Tories invited UK representative of fugitive Hindu guru to party at House of Lords

Nithyananda, pictured in 2012
Hindu guru Nithyananda, pictured here in 2012, fled India in 2019 while facing charges of child abduction and rape of a follower. Photograph: Manjunath Kiran/AFP/Getty Images

The UK representative of a fugitive Hindu guru attended a glamorous Diwali party at the House of Lords earlier this year, after being invited by two senior Conservatives, the Observer has learned.

Atmadaya, the British representative for the controversial guru known as Nithyananda, was invited to the function by the MP Bob Blackman and the peer Rami Ranger. Nithyananda’s organisation also took out a full-page advertisement in an accompanying brochure which was handed out to attendees.

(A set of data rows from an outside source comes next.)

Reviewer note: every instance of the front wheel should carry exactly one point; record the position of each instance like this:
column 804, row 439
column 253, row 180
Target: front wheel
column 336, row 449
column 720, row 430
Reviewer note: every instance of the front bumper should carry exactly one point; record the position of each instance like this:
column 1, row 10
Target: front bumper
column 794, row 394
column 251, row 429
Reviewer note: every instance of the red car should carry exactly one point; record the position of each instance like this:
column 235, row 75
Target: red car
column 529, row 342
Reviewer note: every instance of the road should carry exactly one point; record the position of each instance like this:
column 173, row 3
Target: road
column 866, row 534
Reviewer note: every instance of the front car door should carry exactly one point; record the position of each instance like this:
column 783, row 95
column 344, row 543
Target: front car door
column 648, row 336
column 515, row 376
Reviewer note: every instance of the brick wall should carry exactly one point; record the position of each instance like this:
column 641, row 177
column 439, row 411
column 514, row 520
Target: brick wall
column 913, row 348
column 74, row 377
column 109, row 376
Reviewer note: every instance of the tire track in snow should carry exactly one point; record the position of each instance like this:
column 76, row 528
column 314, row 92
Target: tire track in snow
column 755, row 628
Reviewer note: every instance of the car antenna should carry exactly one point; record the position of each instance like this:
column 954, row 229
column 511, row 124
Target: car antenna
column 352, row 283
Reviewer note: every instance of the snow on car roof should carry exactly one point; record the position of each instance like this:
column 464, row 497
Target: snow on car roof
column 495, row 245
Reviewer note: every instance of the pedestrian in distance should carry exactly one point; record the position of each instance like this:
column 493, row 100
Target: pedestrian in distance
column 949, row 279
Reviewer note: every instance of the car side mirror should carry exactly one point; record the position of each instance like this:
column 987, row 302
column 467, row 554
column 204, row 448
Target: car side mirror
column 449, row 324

Some attendees were upset at the profile given to the organisation, given that Nithyananda fled India in 2019 while facing multiple charges of abducting children and one of raping a follower. He has since claimed to have set up his own sovereign island state known as the “Republic of Kailaasa”.

Poonam Joshi, a freelance journalist who has investigated the organisation and also attended the event, told the Observer: “It is shocking to see the Hindu Forum of Britain [which helped organise the event] found it appropriate to invite representatives of a man accused of such heinous crimes to parliament.

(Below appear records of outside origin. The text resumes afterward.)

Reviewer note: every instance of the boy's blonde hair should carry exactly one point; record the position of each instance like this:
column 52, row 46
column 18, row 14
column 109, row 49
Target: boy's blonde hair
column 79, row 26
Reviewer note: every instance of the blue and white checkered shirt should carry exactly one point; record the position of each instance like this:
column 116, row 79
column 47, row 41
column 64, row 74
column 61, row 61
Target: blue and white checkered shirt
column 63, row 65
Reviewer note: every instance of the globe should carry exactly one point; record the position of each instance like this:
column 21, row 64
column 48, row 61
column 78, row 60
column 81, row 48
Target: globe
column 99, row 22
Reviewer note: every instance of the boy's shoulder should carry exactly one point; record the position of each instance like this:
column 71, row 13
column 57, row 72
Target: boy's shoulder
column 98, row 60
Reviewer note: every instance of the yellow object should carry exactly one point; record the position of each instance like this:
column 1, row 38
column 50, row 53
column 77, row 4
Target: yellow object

“It lends legitimacy to an organisation that craves it because of the actions of the fake ‘godman’ at its helm, who remains a fugitive from Indian justice.”

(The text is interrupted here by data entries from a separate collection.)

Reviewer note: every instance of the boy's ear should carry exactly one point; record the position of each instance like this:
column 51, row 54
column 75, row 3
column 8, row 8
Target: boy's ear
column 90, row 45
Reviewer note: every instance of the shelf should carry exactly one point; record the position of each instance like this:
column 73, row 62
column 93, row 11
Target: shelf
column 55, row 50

Nithyananda has built up a huge following in India, where he ran more than a dozen temples and ashrams. He made extravagant claims about his supernatural abilities, including being able to delay the sunrise, see through walls, cure children of blindness and make cows talk.

But former followers have also made serious allegations about sexual exploitation and coercive behaviour.

One of his former disciples told the Observer she had been pressurised into having a sexual relationship with Nithyananda, and that followers were threatened with forced labour if they did not comply with his wishes.

She said: “We knew that we would be shunned by the whole community if we didn’t do what he wanted, or that worse, we would be made to do hard labour in the hot desert outside Bangalore.”

Nithyananda was charged in 2010 with raping a devotee. But when his case finally came to trial eight years later, he failed to attend. A year later, police in the Indian state of Gujarat raided one of his ashrams and arrested two people, having alleged that children were being kidnapped and locked up there.

The former disciple said she had also been told by children that they were being beaten in the organisation’s homes.

Nithyananda has denied the accusations against him. Richard Rogers, Nithyananda’s UK-based lawyer, told the Observer: “The available evidence suggests that the (known) pending criminal allegations against the applicant in India are part of a broader campaign of religious persecution targeting the applicant, which is rooted in religious intolerance and based (in whole or large part) on falsified evidence.”

Rogers would not comment on the specific allegations made by Landry. But he added: “The allegations of alleged misconduct that I have looked into (in any depth), turned out to be based on evidence that is unreliable at best, and in some cases clearly manipulated or falsified.”

This is not the first time Blackman, whose constituency includes a large Hindu community, has come under fire for the people he has invited into parliament. In 2017 he was criticised for inviting Tapan Ghosh, a Hindu nationalist who defended the genocide of Muslims in Burma, to a parliamentary event called “Tolerating the Intolerant”.

Blackman did not respond to requests for comment.

Asked about Atmadaya’s attendance at the Diwali event, Lord Ranger said he had no knowledge of Nithyananda or his organisation. “I do not know Kailaasa or this person,” he said. “If I had known I would never have attended an event where such unsavoury characters were being promoted.”

The Hindu Forum of Britain however stood by the invitation. Trupti Patel, the group’s president, said: “We do not discriminate; each entity has their own following. Social media/internet hype and unsubstantiated allegations against UK-registered charities cannot stop any two organisations working together.”

Atmadaya issued a statement in which she said the allegations against Nithyananda “are false and part of a campaign of religious persecution by anti-Hindu extremist elements of the government in India”.